This dejected fellow is Walter Greaves, painted by William Nicholson in 1917. Greaves, by this stage of his life, had some reason to feel dejected. A Thames waterman and boat builder, one of a family of watermen (his father had been J.M.W. Turner's boatman), he lived on Cheyne Walk, Chelsea, when it was nothing like the millionaire's row it is now, and in 1863 he became friends with another Chelsea habitué, James McNeill Whistler. Greaves, who knew the river like the back of his hand, became Whistler's boatman, studio assistant and pupil. It was thanks to Greaves taking him out on the river and showing what it had to offer that Whistler was inspired to paint his great Thames nocturnes and create his etchings of riverside scenes. And thanks to Whistler, Greaves too began to paint and draw, trying his hand at portraits and scenes of Chelsea life. Among the Chelsea notables he painted was Thomas Carlyle – a curiously bland portrait, but not bad (Carlyle's character always showed most vividly in photographs).

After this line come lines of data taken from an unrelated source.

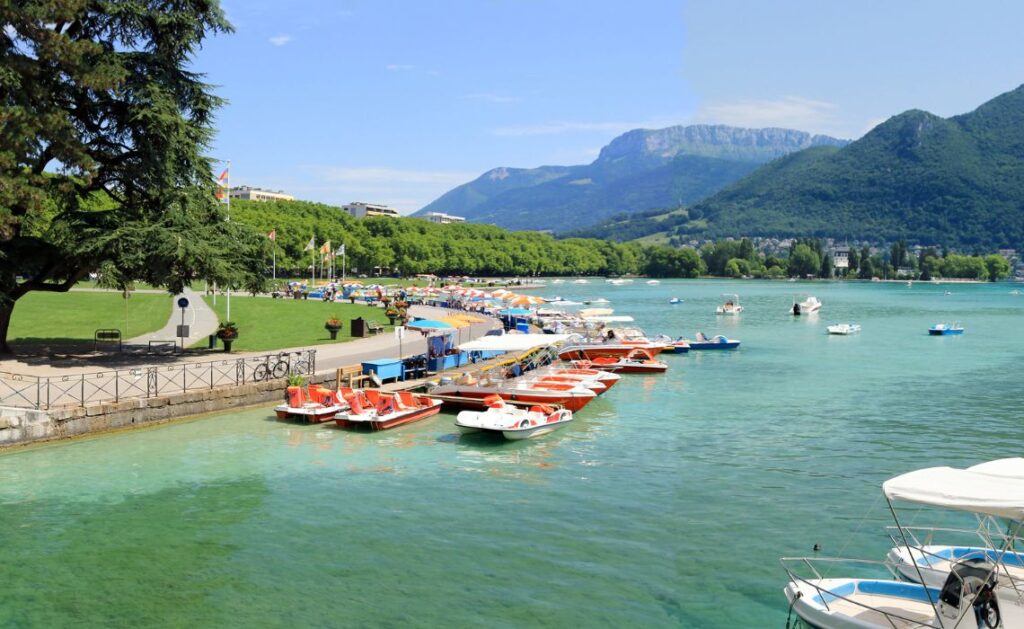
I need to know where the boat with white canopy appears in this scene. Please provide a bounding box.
[887,457,1024,586]
[782,467,1024,629]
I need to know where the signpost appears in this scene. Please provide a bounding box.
[177,297,189,351]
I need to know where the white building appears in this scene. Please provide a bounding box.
[341,201,398,218]
[833,245,850,268]
[228,185,295,201]
[423,212,466,225]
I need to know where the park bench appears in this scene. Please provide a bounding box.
[335,365,370,388]
[150,340,178,353]
[92,328,121,351]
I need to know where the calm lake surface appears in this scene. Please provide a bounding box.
[0,280,1024,627]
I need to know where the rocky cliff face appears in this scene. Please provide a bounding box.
[418,125,847,230]
[597,125,847,163]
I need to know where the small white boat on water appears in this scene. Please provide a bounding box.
[825,324,860,336]
[455,395,572,441]
[782,467,1024,629]
[790,295,821,317]
[715,293,743,315]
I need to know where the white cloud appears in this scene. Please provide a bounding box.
[694,96,842,134]
[466,92,522,103]
[492,121,678,137]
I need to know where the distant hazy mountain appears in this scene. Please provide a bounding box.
[602,86,1024,250]
[417,125,846,232]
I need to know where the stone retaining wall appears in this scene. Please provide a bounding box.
[0,371,335,450]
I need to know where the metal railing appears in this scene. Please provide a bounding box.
[0,349,316,411]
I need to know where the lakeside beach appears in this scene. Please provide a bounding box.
[0,280,1024,627]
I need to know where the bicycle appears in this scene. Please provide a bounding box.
[253,352,290,382]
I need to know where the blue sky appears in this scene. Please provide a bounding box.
[195,0,1024,212]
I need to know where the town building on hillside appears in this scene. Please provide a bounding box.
[423,212,466,225]
[833,245,850,268]
[227,185,295,201]
[341,201,398,218]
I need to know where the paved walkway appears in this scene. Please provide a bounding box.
[125,288,220,347]
[0,307,501,376]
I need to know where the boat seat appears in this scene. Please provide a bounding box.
[398,391,422,409]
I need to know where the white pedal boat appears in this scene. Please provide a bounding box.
[825,324,860,336]
[455,395,572,441]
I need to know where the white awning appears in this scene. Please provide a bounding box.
[967,457,1024,478]
[459,334,569,351]
[587,315,635,324]
[882,467,1024,520]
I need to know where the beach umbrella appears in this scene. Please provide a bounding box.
[509,295,544,306]
[406,319,455,330]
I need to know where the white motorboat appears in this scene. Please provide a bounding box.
[455,395,572,441]
[790,295,821,317]
[886,457,1024,587]
[782,467,1024,629]
[825,324,860,336]
[715,293,743,315]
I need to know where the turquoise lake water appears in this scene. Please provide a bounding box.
[0,280,1024,627]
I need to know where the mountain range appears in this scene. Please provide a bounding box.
[579,86,1024,250]
[414,125,847,233]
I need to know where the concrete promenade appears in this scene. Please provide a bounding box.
[0,305,501,377]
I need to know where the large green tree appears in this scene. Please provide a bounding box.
[0,0,265,351]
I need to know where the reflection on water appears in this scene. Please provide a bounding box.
[0,281,1024,627]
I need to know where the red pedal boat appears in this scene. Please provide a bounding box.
[273,386,348,424]
[573,349,669,374]
[335,388,441,430]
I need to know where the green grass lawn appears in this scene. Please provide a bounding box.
[8,291,173,342]
[196,295,391,351]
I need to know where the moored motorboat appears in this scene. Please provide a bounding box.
[429,379,597,412]
[455,395,572,439]
[573,349,669,374]
[715,293,743,315]
[790,295,821,317]
[680,332,739,350]
[335,389,441,430]
[273,386,348,424]
[782,467,1024,629]
[825,324,860,336]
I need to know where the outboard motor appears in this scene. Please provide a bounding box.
[939,558,1001,629]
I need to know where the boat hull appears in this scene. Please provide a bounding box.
[273,404,345,424]
[690,341,739,351]
[335,403,441,430]
[430,385,597,412]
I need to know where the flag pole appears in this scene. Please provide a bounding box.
[227,160,231,321]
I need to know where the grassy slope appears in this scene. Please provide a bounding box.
[9,291,173,342]
[204,295,387,351]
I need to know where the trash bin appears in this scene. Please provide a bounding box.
[349,317,369,338]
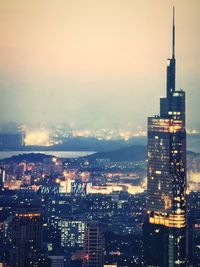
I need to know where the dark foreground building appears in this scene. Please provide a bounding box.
[9,208,42,267]
[144,8,186,267]
[83,221,104,267]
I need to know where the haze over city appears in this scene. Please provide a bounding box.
[0,0,200,129]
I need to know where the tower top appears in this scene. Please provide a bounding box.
[172,6,175,58]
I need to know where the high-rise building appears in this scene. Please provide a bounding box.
[9,208,42,267]
[0,167,6,192]
[58,218,85,249]
[144,7,186,267]
[83,221,104,267]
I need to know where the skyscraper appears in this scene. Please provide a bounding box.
[144,9,186,267]
[83,221,104,267]
[9,208,42,267]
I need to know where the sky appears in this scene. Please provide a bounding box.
[0,0,200,129]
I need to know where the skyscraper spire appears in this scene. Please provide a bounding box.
[172,6,175,58]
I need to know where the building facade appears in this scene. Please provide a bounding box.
[144,8,186,267]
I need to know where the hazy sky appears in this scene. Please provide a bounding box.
[0,0,200,128]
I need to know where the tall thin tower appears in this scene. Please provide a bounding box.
[144,8,186,267]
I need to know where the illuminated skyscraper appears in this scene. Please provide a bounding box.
[83,221,104,267]
[144,10,186,267]
[9,208,42,267]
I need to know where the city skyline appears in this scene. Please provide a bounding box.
[0,0,200,129]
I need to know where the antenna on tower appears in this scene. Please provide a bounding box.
[172,6,175,58]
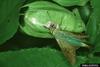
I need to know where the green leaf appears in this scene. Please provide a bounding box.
[88,57,100,64]
[0,48,69,67]
[53,0,89,6]
[87,0,100,52]
[0,0,24,44]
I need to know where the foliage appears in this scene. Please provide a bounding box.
[0,0,100,67]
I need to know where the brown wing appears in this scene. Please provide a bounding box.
[56,39,76,64]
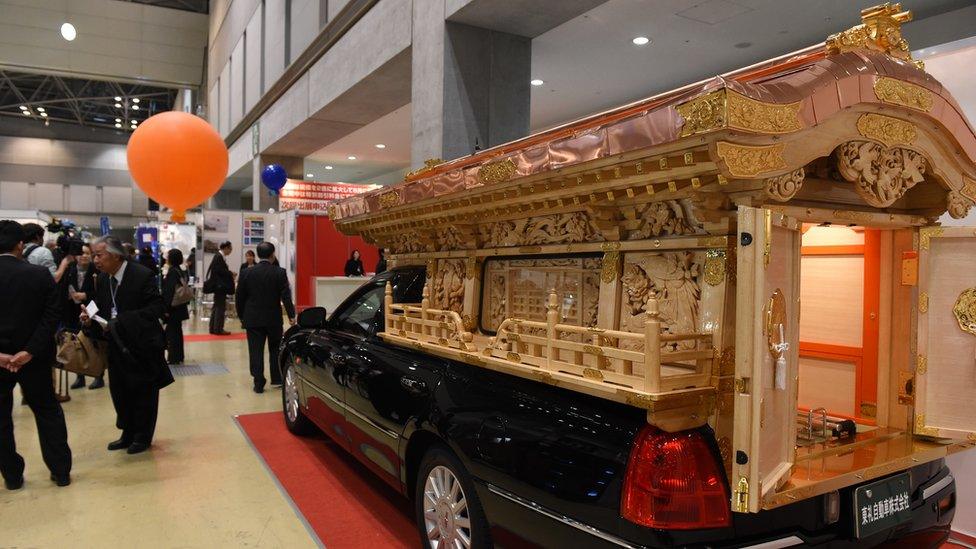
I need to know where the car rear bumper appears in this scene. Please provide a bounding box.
[475,466,956,549]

Greaves was more convincing when his subjects were the riverside scenes he knew so well. Here he had clearly learnt well from Whistler...
Sadly, Greaves's career went into decline as Whistler ascended through society and spent more time abroad. After years of poverty and neglect, Greaves was rescued from obscurity by a gallery owner, William Marchant, who mounted an exhibition in 1911, but this was quickly overshadowed by claims from Whistler's biographers that Greaves had plagiarised his teacher. Eleven years later, another exhibition was organised, by William Nicholson, Augustus John and Will Rothenstein, but Greaves fell back into obscurity and spent his last years as a Poor Brother at the Charterhouse.
In the days of their friendship, Greaves painted and drew Whistler several times. This portrait catches him rather well...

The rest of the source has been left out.